Matchwomen lived in tenements, often just in one or two rooms with their whole family, with no running water or inside toilets. “Black beetles” — cockroaches — were so prevalent that people slept outside in summer to avoid their bites.
Raw, author of Striking a Light on the matchwomen and organiser of an annual Matchwomen’s Festival in Bow, explains: “Although Bryant and May were making a fortune, they’d forced wages down so far, they were lower in 1888 than 1878. The women were actually malnourished.
“Worst of all was dreaded industrial disease ‘phossy jaw’ — necrosis caused by deadly white phosphorus, used on match heads because the firm wouldn’t pay extra for a safe alternative. The disease caused the jawbone to decay, causing bits of bone ‘the size of peas’ to break off and force their way through suppurating abscess.
“By the summer of 1888, the women had had enough. When one girl was sacked unfairly, her workmates laid down their tools, picked up their hats and coats, and streamed out of the gates. Soon, 1,400 women and girls were on strike.”

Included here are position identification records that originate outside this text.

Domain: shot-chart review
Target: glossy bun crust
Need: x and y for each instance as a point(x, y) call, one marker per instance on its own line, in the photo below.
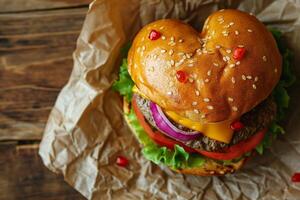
point(218, 87)
point(209, 168)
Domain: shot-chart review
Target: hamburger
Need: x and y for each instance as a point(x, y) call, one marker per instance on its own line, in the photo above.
point(203, 102)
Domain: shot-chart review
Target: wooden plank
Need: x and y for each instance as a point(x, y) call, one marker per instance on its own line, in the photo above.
point(35, 62)
point(23, 176)
point(7, 6)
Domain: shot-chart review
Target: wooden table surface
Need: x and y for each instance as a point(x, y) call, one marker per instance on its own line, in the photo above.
point(37, 38)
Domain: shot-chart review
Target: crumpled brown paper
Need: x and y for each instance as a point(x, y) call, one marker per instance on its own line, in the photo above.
point(86, 131)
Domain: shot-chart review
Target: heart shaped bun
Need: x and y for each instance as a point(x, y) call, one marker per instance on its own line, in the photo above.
point(216, 75)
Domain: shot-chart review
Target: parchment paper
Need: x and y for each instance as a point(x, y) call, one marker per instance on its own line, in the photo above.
point(86, 131)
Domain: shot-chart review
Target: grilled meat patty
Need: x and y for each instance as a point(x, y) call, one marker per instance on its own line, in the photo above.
point(255, 120)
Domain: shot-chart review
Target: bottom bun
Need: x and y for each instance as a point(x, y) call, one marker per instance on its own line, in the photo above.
point(209, 168)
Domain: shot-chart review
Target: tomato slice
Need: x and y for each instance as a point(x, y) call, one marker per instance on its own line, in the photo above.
point(158, 137)
point(232, 152)
point(237, 150)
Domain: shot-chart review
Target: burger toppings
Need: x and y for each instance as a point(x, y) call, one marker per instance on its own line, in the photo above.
point(236, 126)
point(181, 76)
point(211, 139)
point(166, 127)
point(154, 35)
point(122, 161)
point(296, 177)
point(239, 53)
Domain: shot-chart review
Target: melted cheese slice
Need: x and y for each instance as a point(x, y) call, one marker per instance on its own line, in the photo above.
point(220, 131)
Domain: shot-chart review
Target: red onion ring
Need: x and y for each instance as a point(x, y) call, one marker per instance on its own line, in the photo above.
point(165, 126)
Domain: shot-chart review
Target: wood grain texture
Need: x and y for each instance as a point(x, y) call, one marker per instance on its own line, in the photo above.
point(30, 5)
point(23, 176)
point(35, 62)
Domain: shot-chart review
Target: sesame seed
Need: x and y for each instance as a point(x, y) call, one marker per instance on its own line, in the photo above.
point(172, 44)
point(233, 80)
point(189, 55)
point(234, 108)
point(216, 64)
point(206, 100)
point(210, 107)
point(220, 18)
point(208, 72)
point(177, 64)
point(264, 58)
point(210, 52)
point(172, 62)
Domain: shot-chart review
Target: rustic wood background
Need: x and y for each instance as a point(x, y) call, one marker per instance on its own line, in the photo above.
point(37, 38)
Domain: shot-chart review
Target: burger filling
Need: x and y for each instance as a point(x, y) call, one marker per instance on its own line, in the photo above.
point(255, 120)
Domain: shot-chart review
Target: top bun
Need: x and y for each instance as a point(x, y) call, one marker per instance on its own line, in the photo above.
point(219, 86)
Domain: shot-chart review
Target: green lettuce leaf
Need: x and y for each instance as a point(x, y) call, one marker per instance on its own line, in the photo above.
point(280, 93)
point(179, 158)
point(124, 84)
point(176, 159)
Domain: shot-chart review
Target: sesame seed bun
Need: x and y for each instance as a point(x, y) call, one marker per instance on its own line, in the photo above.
point(218, 87)
point(209, 168)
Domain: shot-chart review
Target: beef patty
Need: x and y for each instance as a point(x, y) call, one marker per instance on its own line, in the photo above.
point(257, 119)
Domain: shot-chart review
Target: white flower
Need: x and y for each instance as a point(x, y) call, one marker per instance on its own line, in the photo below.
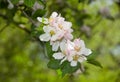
point(50, 34)
point(79, 52)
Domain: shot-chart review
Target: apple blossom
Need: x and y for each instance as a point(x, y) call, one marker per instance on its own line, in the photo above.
point(59, 33)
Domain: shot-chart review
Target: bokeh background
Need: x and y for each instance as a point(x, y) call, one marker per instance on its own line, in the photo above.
point(22, 56)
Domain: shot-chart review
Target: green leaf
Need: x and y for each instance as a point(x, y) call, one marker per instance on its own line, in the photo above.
point(67, 69)
point(49, 50)
point(14, 1)
point(38, 13)
point(81, 1)
point(29, 3)
point(54, 64)
point(92, 56)
point(94, 62)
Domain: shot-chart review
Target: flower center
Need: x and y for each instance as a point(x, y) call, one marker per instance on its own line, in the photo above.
point(52, 32)
point(76, 57)
point(77, 48)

The women processed the streets of Bow, singing about their fight to publicise it, and marched to Parliament, meeting with MPs. Eventually, the pressure on the firm was such that they were forced, very unwillingly, to give in to the women’s demands, which included the right to form the largest union of women and girls in the country.
Hundreds of thousands of other workers were inspired by this incredible victory and also used strikes to win the right to form unions.
The strike was finally acknowledged with a blue plaque in 2022, and on June 28, the Matchwomen’s Festival will run from 2pm to 8.30pm at Bow Arts Trust, close to the old factory where it all began.